After a brief consultation, we all three directed our steps to the summer-house which contained young Bourdon’s laboratory. In the room itself nothing of importance was discovered; but in an enclosed recess, which we broke open, we found a curiously-fashioned glass bottle half full of iodine.
“This is it!” said Mr. ——; “and in a powdered state too—just ready for mixing with brandy or any other available dissolvent.” The powder had somewhat the appearance of fine black lead. Nothing further of any consequence being observed, we returned to the house, where the magistrate had already arrived.
Alfred Bourdon was first brought in; and he having been duly cautioned that he was not obliged to answer any question, and that what he did say would be taken down, and, if necessary, used against him, I proposed the following questions:—
“Have you the key of your laboratory?”
“No; the door is always open.”
“Well, then, of any door or cupboard in the room?”

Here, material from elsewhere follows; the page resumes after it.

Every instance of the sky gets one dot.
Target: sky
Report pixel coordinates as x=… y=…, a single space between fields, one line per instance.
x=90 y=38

At this question his face flushed purple: he stammered, “There is no”—and abruptly paused.
“Do I understand you to say there is no cupboard or place of concealment in the room?”
“No: here is the key.”
“Has any one had access to the cupboard or recess of which this is the key, except yourself?”
The young man shook as if smitten with ague: his lips chattered, but no articulate sound escaped them.

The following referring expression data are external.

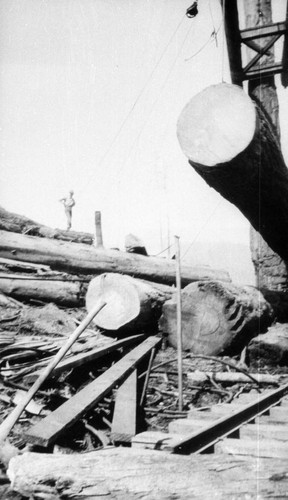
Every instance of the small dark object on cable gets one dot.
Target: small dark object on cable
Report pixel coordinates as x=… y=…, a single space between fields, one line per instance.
x=193 y=10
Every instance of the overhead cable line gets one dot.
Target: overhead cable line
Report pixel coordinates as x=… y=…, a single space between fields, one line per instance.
x=137 y=99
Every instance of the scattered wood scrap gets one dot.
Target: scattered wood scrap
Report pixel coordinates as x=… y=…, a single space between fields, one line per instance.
x=145 y=474
x=47 y=431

“You need not answer the question,” said the magistrate, “unless you choose to do so. I again warn you that all you say will, if necessary, be used against you.”
“No one,” he at length gasped, mastering his hesitation by a strong exertion of the will—“no one can have had access to the place but myself. I have never parted with the key.”

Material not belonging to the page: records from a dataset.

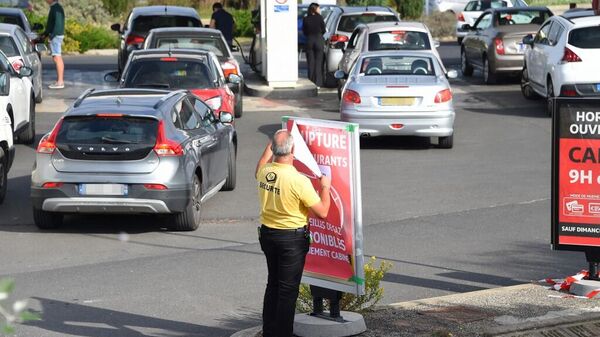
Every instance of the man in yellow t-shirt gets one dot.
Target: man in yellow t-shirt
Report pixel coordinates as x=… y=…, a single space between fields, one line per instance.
x=285 y=196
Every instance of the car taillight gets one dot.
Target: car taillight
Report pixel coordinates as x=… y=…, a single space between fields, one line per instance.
x=214 y=103
x=570 y=56
x=17 y=65
x=338 y=38
x=47 y=144
x=164 y=146
x=351 y=96
x=229 y=67
x=443 y=96
x=499 y=45
x=134 y=39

Mrs. Bourdon was now called in. After interchanging a glance of intense agony, and, as it seemed to me, of affectionate intelligence with her son, she calmly answered the questions put to her. They were unimportant, except the last, and that acted upon her like a galvanic shock. It was this—“Did you ever struggle with your son on the landing leading to the bedroom of the deceased for the possession of this bottle?” and I held up that which we had found in the recess.
A slight scream escaped her lips; and then she stood rigid, erect, motionless, glaring alternately at me and at the fatal bottle with eyes that seemed starting from their sockets. I glanced towards the son; he was also affected in a terrible manner. His knees smote each other, and a clammy perspiration burst forth and settled upon his pallid forehead.
“Again I caution you,” iterated the magistrate, “that you are not bound to answer any of these questions.”
The woman’s lips moved. “No—never!” she almost inaudibly gasped, and fell senseless on the floor.